Next generation sequencing of pancreatic cyst fluid microRNAs from low grade-benign and high grade-invasive lesions

• Published in: Cancer letters Vol. 356; no. 2; pp. 404 - 409
• Main Authors: Wang, Jin, Paris, Pamela L, Chen, Jinyun, Ngo, Vy, Yao, Hui, Frazier, Marsha L, Killary, Ann M, Liu, Chang-Gong, Liang, Han, Mathy, Christian, Bondada, Sandhya, Kirkwood, Kimberly, Sen, Subrata
• Format: Journal Article
• Language: English
• Published: Ireland Elsevier Ireland Ltd 28.01.2015; Elsevier Limited
• Subjects: Adenocarcinoma, Mucinous - genetics; Adenocarcinoma, Mucinous - pathology; Biomarker; Biomarkers, Tumor - genetics; Carcinoma, Pancreatic Ductal - genetics; Carcinoma, Pancreatic Ductal - pathology; Cyst fluid; Cyst Fluid - metabolism; Cysts; Fluids; Gene Regulatory Networks; Hematology, Oncology and Palliative Medicine; High-Throughput Nucleotide Sequencing; Humans; IPMN; MicroRNAs - genetics; miRNAs; Morphology; Mortality; Mutation; Neoplasm Grading; Neoplasm Invasiveness; Pancreatic cancer; Pancreatic Cyst - genetics; Pancreatic Cyst - pathology; Pancreatic Neoplasms - genetics; Pancreatic Neoplasms - pathology; Patients; Real-Time Polymerase Chain Reaction; Reverse Transcriptase Polymerase Chain Reaction; RNA polymerase; RNA, Messenger - genetics; Studies; Tumors; microRNAs; novel miRNAs associated with cancer; BC; pancreatic adenocarcinoma; DLBCL; Biomarker; miRNAs; diffuse large B cell lymphoma; Onc; non-small cell lung carcinoma; pancreatic ductal adenocarcinoma; tumor suppressor miR; OC; bladder cancer; UBC; Cyst fluid; miRNA; GC; rhabdomyosarcoma; hepatocellular carcinoma; quantitative real-time polymerase chain reaction; esophageal squamous cell carcinoma; Novel; gastric cancer; NSCLC; ovarian cancer; next generation sequencing; qRT-PCR; breast cancer; HCC; IPMN; intraductal papillary mucinous neoplasm; ESCC; PA; prostate cancer; renal cell carcinoma; PC; PDAC; RCC; Pancreatic cancer; RMS; oncogenic miR (oncomiR); NGS; urinary bladder cancer; TS; BC#
• ISSN: 0304-3835; 1872-7980
• DOI: 10.1016/j.canlet.2014.09.029

Abstract Intraductal papillary mucinous neoplasm (IPMN) is a precursor cystic lesion to pancreatic cancer.

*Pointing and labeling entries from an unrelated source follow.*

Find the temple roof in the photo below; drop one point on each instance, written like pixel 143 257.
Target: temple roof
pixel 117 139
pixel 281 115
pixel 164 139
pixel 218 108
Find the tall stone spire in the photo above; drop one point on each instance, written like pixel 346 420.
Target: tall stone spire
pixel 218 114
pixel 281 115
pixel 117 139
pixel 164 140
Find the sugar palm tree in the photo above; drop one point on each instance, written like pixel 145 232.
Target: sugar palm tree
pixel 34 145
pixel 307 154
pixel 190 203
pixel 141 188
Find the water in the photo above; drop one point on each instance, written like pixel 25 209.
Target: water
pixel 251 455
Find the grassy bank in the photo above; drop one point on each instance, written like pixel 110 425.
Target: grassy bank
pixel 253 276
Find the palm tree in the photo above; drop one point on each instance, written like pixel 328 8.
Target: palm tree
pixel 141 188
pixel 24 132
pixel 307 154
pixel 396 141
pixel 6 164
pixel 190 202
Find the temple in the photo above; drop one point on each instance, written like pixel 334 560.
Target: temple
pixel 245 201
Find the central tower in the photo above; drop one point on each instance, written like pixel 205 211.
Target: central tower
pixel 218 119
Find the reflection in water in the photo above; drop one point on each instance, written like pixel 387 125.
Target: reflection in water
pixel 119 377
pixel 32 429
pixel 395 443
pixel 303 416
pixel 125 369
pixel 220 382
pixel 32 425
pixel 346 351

With the goal of classifying IPMN cases by risk of progression to pancreatic cancer, we undertook an exploratory next generation sequencing (NGS) based profiling study of miRNAs (miRNome) in the cyst fluids from low grade-benign and high grade-invasive pancreatic cystic lesions. Thirteen miRNAs (miR-138, miR-195, miR-204, miR-216a, miR-217, miR-218, miR-802, miR-155, miR-214, miR-26a, miR-30b, miR-31, and miR-125) were enriched and two miRNAs (miR-451a and miR-4284) were depleted in the cyst fluids derived from invasive carcinomas. Quantitative real-time polymerase chain reaction analysis confirmed that the relative abundance of tumor suppressor miR-216a and miR-217 varied significantly in these cyst fluid samples. Ingenuity Pathway Analysis (IPA) analysis indicated that the genes targeted by the differentially enriched cyst fluid miRNAs are involved in five canonical signaling pathways, including molecular mechanisms of cancer and signaling pathways implicated in colorectal, ovarian and prostate cancers. Our findings make a compelling case for undertaking in-depth analyses of cyst fluid miRNomes for developing informative early detection biomarkers of pancreatic cancer developing from pancreatic cystic lesions.